First, you'll need to install perf
(sorry, Linux only). Then, launch the
benchmark like this:
## tools.deps
$ clojure -T:build javac && clojure -m jmh bench BrenchPrediction profiler perfnorm
## Leiningen
$ lein run -m jmh bench Multiply profiler perfnorm
Here's what I got (redacted):
Benchmark (size) Mode Cnt Score Error Units
BranchPrediction.sortedArray 1000 avgt 5 0.593 ± 0.041 us/op
BranchPrediction.sortedArray:branch-misses 1000 avgt 2.034 #/op
BranchPrediction.unsortedArray 1000 avgt 5 0.696 ± 0.026 us/op
BranchPrediction.unsortedArray:branch-misses 1000 avgt 0.288 #/op
BranchPrediction.sortedArray 100000 avgt 5 53.436 ± 5.329 us/op
BranchPrediction.sortedArray:branch-misses 100000 avgt 13.268 #/op
BranchPrediction.unsortedArray 100000 avgt 5 378.581 ± 0.818 us/op
BranchPrediction.unsortedArray:branch-misses 100000 avgt 49880.070 #/op
Two observations are to be made here.
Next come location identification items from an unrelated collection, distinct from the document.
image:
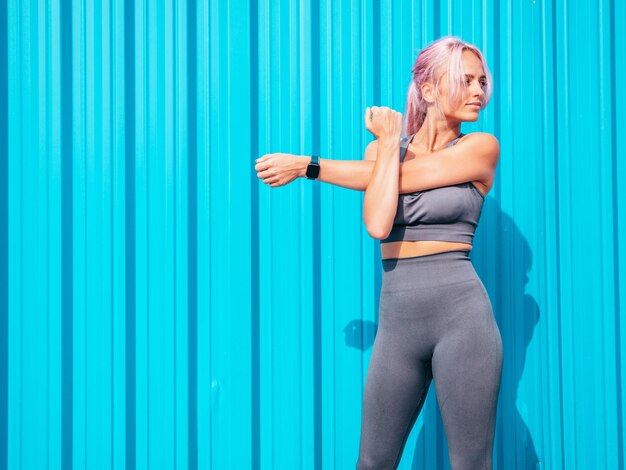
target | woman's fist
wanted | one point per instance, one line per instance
(279, 169)
(383, 122)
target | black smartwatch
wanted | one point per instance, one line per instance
(313, 169)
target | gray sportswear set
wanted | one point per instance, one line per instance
(436, 323)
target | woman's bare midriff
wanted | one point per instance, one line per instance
(409, 249)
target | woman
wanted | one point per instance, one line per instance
(435, 317)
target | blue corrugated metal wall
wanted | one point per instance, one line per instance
(163, 308)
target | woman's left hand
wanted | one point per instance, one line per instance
(279, 169)
(383, 122)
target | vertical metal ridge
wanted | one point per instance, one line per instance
(129, 227)
(4, 235)
(67, 304)
(616, 233)
(192, 238)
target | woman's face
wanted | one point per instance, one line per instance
(474, 91)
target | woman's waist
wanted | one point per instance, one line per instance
(407, 248)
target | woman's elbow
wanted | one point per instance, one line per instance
(377, 231)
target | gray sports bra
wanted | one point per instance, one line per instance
(448, 213)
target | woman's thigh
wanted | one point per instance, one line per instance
(467, 365)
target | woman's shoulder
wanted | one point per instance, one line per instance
(480, 137)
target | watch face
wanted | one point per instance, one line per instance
(312, 171)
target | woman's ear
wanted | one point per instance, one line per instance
(427, 92)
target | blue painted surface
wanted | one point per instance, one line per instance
(161, 307)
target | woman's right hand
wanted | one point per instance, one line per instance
(383, 122)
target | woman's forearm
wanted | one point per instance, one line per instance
(351, 174)
(381, 196)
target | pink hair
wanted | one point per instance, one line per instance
(440, 56)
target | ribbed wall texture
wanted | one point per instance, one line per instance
(162, 308)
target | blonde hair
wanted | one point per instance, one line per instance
(440, 56)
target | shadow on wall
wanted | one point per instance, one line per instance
(361, 335)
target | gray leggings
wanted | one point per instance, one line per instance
(435, 321)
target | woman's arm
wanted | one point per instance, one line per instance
(381, 196)
(474, 158)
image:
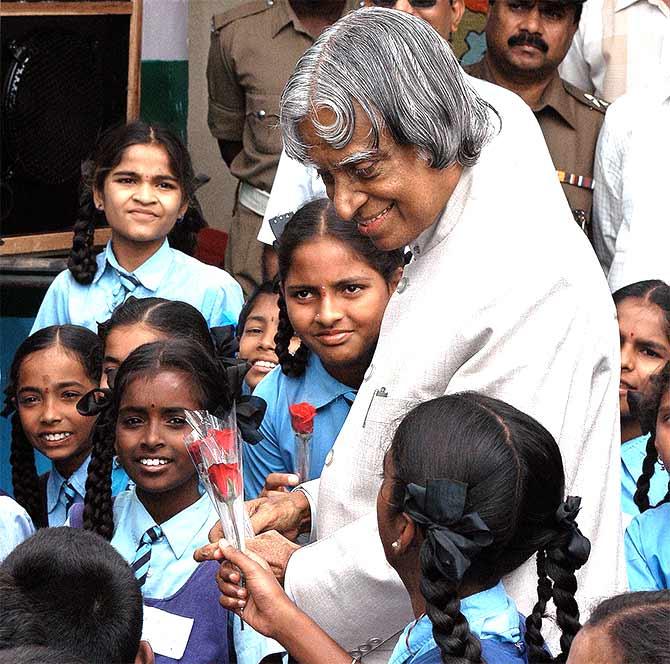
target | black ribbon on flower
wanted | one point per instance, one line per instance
(453, 538)
(249, 412)
(94, 402)
(578, 547)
For size=100000
, the unsorted array
benchmark indeed has much more branch misses per iteration than the sorted
variant (49880 vs. 13). This explains why the sorted array benchmark is so much
faster.
But for size=1000
, the difference in performance is almost negligible. What's
even more surprising is that the unsorted array has fewer branch misses than the
sorted one (0.3 vs. 2.0)! I hypothesize that the branch prediction machinery was
able to "learn" the whole unsorted array since it's not too big. At the same
time, the prediction for the sorted array has not become as sophisticated and it
consistently mispredicts the two pivots in the sorted array (at the beginning
and in the middle).
You've probably noticed that we haven't actually benchmarked any Clojure code this time. It is because JMH is quite complicated and I want to immerse the readers into it gradually. I will certainly get to benchmarking Clojure in the following posts.
JMH is too big for me to describe all its features. Thankfully, there are plenty of other materials (linked to in References) that will help you customize JMH and write your own sophisticated benchmarks.